В тени кремлевских стен. Племянница генсека - Любовь Брежнева
Шрифт:
Интервал:
Закладка:
– А ты глазастая, – сказал он, пристально посмотрев на меня, – в дядю…
* * *
Заговор закончился избранием Леонида Брежнева генеральным секретарём.
Вскоре после этого он, гуляя с моим отцом в Заречье, сказал:
– Не знаю, Яша, сколько проживу, но хочу как можно больше сделать для народа. Страдалец он великий, потому заслуживает лучшей участи.

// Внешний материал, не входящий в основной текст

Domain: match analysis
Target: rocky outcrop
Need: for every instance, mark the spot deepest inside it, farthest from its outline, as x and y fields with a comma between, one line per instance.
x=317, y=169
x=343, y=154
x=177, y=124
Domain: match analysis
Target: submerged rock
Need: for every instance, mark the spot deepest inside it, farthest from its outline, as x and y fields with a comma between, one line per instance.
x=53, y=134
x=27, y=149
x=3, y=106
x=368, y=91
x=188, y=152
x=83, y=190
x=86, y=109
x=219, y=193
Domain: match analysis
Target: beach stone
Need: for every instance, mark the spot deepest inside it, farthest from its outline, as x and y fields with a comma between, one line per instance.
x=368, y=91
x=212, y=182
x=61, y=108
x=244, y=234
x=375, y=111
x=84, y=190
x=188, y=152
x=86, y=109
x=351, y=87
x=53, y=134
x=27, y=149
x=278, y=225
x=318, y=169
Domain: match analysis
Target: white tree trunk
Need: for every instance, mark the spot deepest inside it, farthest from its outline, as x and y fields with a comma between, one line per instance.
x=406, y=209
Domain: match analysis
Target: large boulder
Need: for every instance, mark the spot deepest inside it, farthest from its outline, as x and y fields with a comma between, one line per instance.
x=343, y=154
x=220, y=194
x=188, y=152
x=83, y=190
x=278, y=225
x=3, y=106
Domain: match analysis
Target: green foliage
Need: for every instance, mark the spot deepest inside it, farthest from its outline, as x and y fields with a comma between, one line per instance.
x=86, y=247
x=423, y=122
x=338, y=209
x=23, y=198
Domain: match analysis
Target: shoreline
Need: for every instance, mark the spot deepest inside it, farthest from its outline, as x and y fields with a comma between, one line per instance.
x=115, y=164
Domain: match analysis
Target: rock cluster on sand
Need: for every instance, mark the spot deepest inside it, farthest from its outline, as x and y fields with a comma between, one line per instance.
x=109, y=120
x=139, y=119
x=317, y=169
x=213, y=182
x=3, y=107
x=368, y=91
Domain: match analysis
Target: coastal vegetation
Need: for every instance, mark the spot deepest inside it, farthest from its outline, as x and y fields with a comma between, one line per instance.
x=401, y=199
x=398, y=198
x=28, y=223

Был ли искренен мой дядя? Думаю, что да. Он любил свою страну и хотел сделать её богаче и счастливее. Не признать это было бы несправедливо.
Любовь не знает границ
Велика радость любви, но страдания так ужасны, что лучше бы никогда не любить.
Ф. М. Достоевский
В день годовщины Октября отец пригласил меня на парад. На гостевой трибуне, недалеко от нас, оказались известные космонавты. Я вспомнила, как отец, называя космические исследования «голоштанными попытками к прогрессу», говорил брату:
– Лёня, нельзя летать в космос с голой задницей. Нужно её сначала чем-то прикрыть, а то она слишком хорошо просматривается снизу.
Леонид смеялся:
– Это политика, Яша. Что ты думаешь, мы сами не понимаем, что нам рано в космос? Людей толком не можем накормить.
После парада к нам подошёл Юрий Гагарин, с которым отец был на ты. Слава его совсем не испортила. Он был доброжелателен и улыбчив. Пока мы разговаривали с Юрой, я совсем закоченела и, пытаясь согреться, засунула руки за шиворот отцовского пальто. Юра, смеясь, взял их, растёр и надел свои кожаные перчатки. На прощанье я обещала их вернуть, что и сделала, передав через отца. Перчатки, однако, до Юры не дошли. Я отца за потерю чуть не сгрызла. При первой же встрече со знаменитым космонавтом я подошла к нему с повинной головой.
– В наказание, – смеясь, сказал Юра, – первый танец мой.
– Господи, – сказала я, – наказание? Какое счастье…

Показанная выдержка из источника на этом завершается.